Feedback from Testers

Apparently, I can now discuss GPT-5.6?

It's an excellent model. While it may not be as "intelligent" as Fable, it's highly capable and resolves all the concerns I had with GPT-5.5.

It's incredibly persistent, running for an entire day without needing a /goal. It understands subagents well…

— Theo - t3.gg (@theo) July 8, 2026

Dan Shipper, whose team at Every tested Sol for a month, provided a succinct comparison: "GPT-5.6 is like a Porsche, while Fable is akin to a warp drive." He believes Sol is ideal for everyday tasks, whereas Fable is more suited for extraordinary needs.

GPT-5.6 is like a Porsche, Fable is like a warp drive.

We've been testing internally at @every for about a month. GPT-5.6 offers the best combination of power, speed, and performance for daily knowledge tasks and coding.

Fable is a different type of tool. If you need to get…

— Dan Shipper 📧 (@danshipper) July 8, 2026

Researcher Daichi Konno, who tested Sol early on, concluded that it significantly surpasses GPT-5.5 and is competitive with Fable 5, although he noted that Anthropic still leads in writing tasks.
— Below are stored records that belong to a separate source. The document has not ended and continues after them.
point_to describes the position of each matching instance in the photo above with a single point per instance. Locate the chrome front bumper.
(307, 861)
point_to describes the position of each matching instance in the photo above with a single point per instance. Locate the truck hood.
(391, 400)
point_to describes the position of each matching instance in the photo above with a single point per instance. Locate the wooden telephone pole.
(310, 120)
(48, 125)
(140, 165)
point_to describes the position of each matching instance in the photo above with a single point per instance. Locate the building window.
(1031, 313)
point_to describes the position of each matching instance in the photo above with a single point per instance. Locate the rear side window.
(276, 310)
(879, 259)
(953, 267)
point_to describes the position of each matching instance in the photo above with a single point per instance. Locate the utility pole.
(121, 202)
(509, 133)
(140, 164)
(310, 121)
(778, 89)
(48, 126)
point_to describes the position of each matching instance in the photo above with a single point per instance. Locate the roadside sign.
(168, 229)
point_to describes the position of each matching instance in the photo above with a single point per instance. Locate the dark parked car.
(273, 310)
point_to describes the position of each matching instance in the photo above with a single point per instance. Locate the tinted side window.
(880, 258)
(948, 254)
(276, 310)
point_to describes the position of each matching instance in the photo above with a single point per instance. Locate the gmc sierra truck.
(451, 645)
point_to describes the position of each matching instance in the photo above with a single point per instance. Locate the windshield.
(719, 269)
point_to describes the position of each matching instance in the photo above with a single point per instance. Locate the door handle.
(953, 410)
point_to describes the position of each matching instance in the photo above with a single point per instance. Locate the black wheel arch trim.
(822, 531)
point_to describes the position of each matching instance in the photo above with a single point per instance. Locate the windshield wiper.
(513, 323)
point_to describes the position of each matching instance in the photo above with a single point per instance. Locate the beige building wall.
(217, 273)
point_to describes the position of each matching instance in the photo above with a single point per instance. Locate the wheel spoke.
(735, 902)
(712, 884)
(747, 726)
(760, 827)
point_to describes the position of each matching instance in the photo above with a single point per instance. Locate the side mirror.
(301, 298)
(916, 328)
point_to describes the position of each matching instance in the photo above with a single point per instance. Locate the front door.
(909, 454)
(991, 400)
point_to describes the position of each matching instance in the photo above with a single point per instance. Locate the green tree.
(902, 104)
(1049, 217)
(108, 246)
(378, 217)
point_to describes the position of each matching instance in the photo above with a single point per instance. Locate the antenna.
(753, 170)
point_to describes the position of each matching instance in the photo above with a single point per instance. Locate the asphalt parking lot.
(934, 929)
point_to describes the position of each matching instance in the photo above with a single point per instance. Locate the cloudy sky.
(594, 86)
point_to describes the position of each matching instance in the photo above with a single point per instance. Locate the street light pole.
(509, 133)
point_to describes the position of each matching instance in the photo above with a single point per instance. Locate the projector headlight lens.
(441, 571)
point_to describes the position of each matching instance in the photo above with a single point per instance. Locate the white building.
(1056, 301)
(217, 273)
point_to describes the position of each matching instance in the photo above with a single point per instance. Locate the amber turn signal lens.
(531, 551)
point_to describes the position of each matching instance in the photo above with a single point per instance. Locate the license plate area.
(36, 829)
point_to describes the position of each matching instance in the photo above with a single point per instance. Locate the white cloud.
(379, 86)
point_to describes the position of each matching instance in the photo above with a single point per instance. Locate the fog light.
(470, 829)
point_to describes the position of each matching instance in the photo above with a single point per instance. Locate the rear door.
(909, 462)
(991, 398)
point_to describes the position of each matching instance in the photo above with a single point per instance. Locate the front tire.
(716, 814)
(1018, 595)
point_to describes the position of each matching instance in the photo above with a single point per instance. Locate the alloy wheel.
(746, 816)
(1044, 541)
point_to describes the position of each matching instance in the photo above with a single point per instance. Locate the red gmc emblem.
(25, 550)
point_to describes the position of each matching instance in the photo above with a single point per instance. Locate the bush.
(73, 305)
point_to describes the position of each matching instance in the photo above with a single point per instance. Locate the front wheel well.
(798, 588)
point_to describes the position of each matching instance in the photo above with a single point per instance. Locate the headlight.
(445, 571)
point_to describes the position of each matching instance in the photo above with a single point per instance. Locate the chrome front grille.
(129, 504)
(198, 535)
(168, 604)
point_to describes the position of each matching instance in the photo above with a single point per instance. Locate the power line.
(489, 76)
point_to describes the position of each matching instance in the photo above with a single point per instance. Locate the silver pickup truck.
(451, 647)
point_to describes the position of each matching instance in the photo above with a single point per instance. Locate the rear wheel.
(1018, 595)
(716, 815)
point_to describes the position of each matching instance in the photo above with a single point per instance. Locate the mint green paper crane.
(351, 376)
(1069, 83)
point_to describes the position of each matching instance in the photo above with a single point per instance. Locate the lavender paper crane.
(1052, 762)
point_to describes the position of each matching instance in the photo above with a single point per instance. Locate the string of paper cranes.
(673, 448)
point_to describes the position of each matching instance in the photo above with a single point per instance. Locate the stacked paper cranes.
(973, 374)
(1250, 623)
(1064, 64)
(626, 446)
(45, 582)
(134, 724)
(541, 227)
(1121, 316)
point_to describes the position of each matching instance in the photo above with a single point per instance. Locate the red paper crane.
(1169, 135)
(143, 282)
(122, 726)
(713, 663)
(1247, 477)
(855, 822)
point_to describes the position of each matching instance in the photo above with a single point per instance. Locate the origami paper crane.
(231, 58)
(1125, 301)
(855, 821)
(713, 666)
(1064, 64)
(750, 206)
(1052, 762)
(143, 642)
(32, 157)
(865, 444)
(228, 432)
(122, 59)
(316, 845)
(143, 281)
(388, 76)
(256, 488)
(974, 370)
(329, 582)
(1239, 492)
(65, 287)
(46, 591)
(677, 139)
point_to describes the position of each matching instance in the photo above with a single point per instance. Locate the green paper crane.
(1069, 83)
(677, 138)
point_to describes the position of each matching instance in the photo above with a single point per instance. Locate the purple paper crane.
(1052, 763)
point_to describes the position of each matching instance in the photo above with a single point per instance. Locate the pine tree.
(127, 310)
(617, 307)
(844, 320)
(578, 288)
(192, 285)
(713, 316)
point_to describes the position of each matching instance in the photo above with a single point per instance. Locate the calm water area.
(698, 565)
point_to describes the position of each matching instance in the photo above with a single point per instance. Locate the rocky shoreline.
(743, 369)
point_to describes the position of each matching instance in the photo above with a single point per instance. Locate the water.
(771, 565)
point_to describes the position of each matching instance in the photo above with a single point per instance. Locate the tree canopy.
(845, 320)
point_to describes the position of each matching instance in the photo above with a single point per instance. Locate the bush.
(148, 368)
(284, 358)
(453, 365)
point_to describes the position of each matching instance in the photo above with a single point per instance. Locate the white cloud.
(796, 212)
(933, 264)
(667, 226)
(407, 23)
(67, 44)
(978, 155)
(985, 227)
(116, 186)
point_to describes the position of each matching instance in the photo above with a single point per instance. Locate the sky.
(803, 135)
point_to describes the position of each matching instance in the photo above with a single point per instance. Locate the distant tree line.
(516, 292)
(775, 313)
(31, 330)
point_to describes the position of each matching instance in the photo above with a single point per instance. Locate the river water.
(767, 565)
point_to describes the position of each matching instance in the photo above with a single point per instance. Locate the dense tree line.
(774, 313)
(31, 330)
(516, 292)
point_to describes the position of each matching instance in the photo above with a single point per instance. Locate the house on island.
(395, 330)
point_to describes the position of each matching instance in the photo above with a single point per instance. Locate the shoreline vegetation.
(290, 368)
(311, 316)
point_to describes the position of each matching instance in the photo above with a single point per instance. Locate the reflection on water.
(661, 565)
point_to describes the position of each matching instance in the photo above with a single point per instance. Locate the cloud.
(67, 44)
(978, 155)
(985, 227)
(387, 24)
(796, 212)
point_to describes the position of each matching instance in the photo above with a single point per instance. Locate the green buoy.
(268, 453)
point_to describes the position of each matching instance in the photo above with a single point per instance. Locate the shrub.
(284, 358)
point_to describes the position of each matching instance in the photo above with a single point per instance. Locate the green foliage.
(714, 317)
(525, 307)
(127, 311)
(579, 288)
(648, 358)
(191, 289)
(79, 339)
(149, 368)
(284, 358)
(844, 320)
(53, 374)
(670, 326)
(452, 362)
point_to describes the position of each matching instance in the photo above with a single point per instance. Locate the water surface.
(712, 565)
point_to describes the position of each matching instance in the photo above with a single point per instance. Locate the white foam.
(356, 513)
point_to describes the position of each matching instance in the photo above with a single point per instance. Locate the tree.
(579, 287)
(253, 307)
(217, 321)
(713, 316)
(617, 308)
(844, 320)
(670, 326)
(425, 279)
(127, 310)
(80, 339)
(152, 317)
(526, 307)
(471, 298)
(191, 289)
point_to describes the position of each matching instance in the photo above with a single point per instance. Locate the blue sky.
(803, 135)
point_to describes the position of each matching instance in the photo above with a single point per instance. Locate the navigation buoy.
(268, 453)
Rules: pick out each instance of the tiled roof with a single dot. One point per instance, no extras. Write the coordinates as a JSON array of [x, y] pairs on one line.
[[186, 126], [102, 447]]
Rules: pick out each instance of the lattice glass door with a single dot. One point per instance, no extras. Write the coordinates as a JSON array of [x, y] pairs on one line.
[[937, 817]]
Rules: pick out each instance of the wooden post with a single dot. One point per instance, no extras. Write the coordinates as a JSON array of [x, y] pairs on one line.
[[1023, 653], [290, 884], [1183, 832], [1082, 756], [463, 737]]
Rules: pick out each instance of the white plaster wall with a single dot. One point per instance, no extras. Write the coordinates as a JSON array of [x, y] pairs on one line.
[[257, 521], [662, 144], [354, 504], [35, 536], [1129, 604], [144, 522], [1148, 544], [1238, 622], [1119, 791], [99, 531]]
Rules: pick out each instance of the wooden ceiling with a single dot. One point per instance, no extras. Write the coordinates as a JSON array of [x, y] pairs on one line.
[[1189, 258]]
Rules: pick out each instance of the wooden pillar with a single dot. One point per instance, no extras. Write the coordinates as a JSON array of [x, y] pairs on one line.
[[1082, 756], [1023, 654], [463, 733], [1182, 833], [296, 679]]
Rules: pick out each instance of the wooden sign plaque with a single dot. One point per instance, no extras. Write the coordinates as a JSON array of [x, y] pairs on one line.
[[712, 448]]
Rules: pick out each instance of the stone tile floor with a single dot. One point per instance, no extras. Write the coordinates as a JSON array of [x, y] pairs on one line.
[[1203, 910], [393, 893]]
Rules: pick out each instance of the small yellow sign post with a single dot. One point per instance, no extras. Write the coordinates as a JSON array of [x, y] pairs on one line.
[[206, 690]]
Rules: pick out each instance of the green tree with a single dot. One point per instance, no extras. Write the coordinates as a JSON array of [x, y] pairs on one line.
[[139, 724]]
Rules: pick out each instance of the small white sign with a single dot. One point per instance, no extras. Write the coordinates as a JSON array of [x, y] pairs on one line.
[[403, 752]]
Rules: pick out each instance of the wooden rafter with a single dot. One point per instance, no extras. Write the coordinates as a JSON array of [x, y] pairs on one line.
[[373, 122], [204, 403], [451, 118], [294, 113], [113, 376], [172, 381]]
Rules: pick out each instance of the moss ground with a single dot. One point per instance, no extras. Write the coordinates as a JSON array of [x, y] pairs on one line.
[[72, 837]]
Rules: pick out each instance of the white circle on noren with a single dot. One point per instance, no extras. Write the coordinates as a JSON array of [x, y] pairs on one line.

He highlighted that Sol's safeguards did not activate during life-science queries, suggesting it could become a preferred tool for biology researchers.

Having interacted with GPT-5.6-Sol, it's evident that its performance is clearly superior to GPT-5.5, and it is comparable to Claude Fable 5!
1. In writing tasks, Fable has the edge.
2. The safeguards did not trigger on life-science topics.

The second point is crucial, as GPT-5.6-Sol may become the first choice for bio-researchers! https://t.co/pQmciCQH3q

— Daichi Konno / 紺野 大地 (@_daichikonno) July 9, 2026

Speculative insights suggest that GPT-5.6 may be the last in the 5.x series, with a larger GPT-6 expected to launch within a month. This timeline aligns with claims from a roadmap-tracking account, "Synthwave," about upcoming releases from Anthropic and DeepSeek.

The timing of Sol's launch is noteworthy as it coincides with Anthropic's Fable 5 transitioning out of subscription plans after its global reintroduction on July 1, which limited its usage credits after the weekly allowance expired on July 7.

The competitive landscape is intensifying. SpaceXAI released Grok 4.5 recently at a significantly lower price, which Elon Musk described as "comparable to Opus 4.7 but much faster." Meta introduced Muse Spark 1.1 today, marking its entry into paid models. While neither leads the field, both are considered top-tier models.

Google remains the only major U.S. lab yet to refresh its flagship model during this period. Its top-tier offering, Gemini 3, has been available since November 2025, making it the oldest of the major models still in circulation, while OpenAI, Anthropic, xAI, and Meta have all released new models in the past week.